Landis Michael J, Thompson Ammon
Department of Biology, Washington University, St. Louis, MO, 63110, USA.
Participant in an education program sponsored by U.S. Department of Defense (DOD).
Syst Biol. 2025 May 14. doi: 10.1093/sysbio/syaf036.

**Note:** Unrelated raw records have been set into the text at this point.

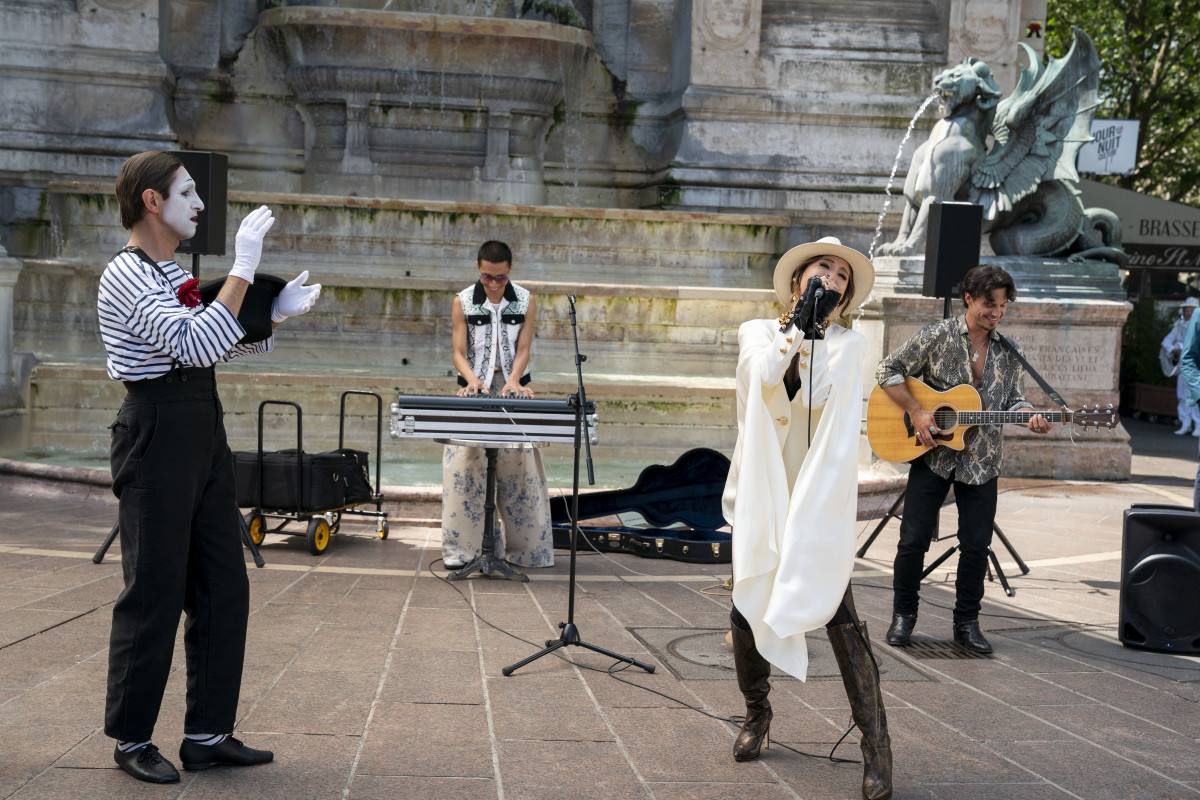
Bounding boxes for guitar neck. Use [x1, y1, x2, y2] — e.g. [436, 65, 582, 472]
[958, 410, 1074, 425]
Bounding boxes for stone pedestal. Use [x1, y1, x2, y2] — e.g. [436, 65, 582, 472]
[856, 255, 1132, 480]
[0, 246, 28, 445]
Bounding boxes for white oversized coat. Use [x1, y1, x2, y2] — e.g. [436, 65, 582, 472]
[721, 319, 864, 680]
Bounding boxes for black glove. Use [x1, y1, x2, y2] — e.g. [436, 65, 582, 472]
[805, 289, 841, 339]
[779, 277, 821, 335]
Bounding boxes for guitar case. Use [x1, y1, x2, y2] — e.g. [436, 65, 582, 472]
[550, 447, 733, 564]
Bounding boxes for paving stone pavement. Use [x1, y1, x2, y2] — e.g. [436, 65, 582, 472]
[0, 421, 1200, 800]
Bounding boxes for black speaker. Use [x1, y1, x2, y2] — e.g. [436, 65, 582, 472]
[172, 150, 229, 255]
[1117, 505, 1200, 652]
[920, 203, 983, 297]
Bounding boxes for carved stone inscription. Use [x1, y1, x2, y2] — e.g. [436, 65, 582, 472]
[1008, 330, 1116, 393]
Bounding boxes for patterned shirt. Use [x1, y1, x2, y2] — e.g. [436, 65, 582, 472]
[875, 314, 1033, 486]
[97, 251, 275, 380]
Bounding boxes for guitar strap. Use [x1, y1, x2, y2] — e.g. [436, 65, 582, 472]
[996, 331, 1067, 408]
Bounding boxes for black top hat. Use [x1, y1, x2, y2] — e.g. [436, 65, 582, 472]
[200, 272, 288, 344]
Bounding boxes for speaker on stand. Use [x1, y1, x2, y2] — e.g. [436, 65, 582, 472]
[1117, 505, 1200, 652]
[920, 203, 983, 311]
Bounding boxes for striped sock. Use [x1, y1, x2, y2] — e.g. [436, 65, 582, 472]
[184, 733, 229, 746]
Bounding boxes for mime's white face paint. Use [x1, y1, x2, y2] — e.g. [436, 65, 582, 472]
[162, 167, 204, 240]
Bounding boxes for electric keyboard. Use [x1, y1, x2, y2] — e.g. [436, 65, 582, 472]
[391, 395, 599, 444]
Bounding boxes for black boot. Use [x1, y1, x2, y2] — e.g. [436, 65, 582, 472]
[732, 625, 772, 762]
[826, 622, 892, 800]
[954, 619, 991, 655]
[888, 614, 917, 648]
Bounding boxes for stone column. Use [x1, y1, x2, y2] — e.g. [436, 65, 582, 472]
[0, 245, 24, 409]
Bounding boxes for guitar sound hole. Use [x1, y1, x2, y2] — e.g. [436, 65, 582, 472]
[934, 407, 959, 431]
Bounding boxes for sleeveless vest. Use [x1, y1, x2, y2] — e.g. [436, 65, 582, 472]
[458, 281, 530, 386]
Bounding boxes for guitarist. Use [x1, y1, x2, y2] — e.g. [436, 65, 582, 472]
[875, 265, 1050, 654]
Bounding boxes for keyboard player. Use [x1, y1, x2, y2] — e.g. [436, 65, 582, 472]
[442, 241, 554, 570]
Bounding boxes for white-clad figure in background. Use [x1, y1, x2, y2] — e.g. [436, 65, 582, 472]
[1162, 297, 1200, 437]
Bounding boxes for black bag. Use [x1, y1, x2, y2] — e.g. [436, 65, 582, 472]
[233, 450, 348, 512]
[334, 447, 374, 505]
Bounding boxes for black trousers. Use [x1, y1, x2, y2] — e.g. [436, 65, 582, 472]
[104, 368, 250, 741]
[892, 461, 997, 622]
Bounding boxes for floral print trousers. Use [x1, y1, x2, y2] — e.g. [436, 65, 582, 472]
[442, 445, 554, 567]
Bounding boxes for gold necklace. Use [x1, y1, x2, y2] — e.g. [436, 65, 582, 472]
[971, 336, 988, 363]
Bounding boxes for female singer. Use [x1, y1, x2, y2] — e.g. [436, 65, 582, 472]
[722, 236, 892, 800]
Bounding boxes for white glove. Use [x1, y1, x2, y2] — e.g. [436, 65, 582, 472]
[229, 205, 275, 283]
[271, 270, 320, 323]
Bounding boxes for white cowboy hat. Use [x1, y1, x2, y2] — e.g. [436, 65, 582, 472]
[774, 236, 875, 311]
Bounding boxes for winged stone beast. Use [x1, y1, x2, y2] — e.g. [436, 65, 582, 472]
[878, 28, 1128, 266]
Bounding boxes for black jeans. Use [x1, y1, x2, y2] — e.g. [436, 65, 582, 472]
[892, 461, 996, 622]
[104, 368, 250, 741]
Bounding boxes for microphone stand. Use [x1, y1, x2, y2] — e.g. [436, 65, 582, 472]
[500, 294, 654, 676]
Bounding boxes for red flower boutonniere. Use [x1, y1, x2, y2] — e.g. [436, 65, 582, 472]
[175, 278, 200, 308]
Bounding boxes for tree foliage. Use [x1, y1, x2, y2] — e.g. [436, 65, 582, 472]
[1046, 0, 1200, 205]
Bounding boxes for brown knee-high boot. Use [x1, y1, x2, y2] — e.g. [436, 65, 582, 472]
[826, 622, 892, 800]
[732, 625, 772, 762]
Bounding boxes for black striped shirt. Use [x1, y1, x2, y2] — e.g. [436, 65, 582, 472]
[96, 252, 275, 380]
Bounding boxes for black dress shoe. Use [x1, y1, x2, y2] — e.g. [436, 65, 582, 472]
[954, 619, 991, 655]
[887, 614, 917, 648]
[179, 736, 275, 770]
[113, 745, 179, 783]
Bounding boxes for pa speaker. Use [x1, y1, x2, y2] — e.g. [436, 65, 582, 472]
[1117, 505, 1200, 652]
[172, 150, 229, 255]
[920, 203, 983, 297]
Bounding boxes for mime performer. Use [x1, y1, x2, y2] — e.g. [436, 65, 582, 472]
[97, 151, 320, 783]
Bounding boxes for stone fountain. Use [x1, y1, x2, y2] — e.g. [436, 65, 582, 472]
[0, 0, 1113, 489]
[258, 6, 593, 204]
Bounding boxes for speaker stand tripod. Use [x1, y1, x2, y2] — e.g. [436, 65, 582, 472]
[500, 295, 654, 676]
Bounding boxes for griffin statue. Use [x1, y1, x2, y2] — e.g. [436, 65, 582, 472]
[878, 29, 1128, 266]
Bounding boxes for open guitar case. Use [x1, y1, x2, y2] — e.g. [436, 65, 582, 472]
[550, 447, 733, 564]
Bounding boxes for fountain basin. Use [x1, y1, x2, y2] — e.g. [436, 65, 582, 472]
[259, 6, 593, 204]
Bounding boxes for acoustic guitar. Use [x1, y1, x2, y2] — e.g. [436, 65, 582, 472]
[866, 378, 1120, 462]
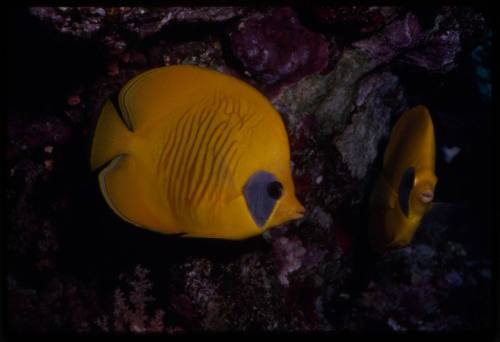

Phylogenies contain a wealth of information about the evolutionary history and process that gave rise to the diversity of life. This information can be extracted by fitting phylogenetic models to trees. However, many realistic phylogenetic models lack tractable likelihood functions, prohibiting their use with standard inference methods. We present phyddle, pipeline-based software for performing phylogenetic modeling tasks on trees using likelihood-free deep learning approaches. phyddle has a flexible command-line interface, making it easy to integrate deep learning approaches for phylogenetics into research workflows. phyddle coordinates modeling tasks through five pipeline analysis steps (Simulate, Format, Train, Estimate, and Plot) that transform raw phylogenetic datasets as input into numerical and visual model-based output. We conduct three experiments to compare the accuracy of likelihood-based inferences against deep learning-based inferences obtained through phyddle. Benchmarks show that phyddle accurately performs the inference tasks for which it was designed, such as estimating macroevolutionary parameters, selecting among continuous trait evolution models, and passing coverage tests for epidemiological models, even for models that lack tractable likelihoods. Learn more about phyddle at https://phyddle.org.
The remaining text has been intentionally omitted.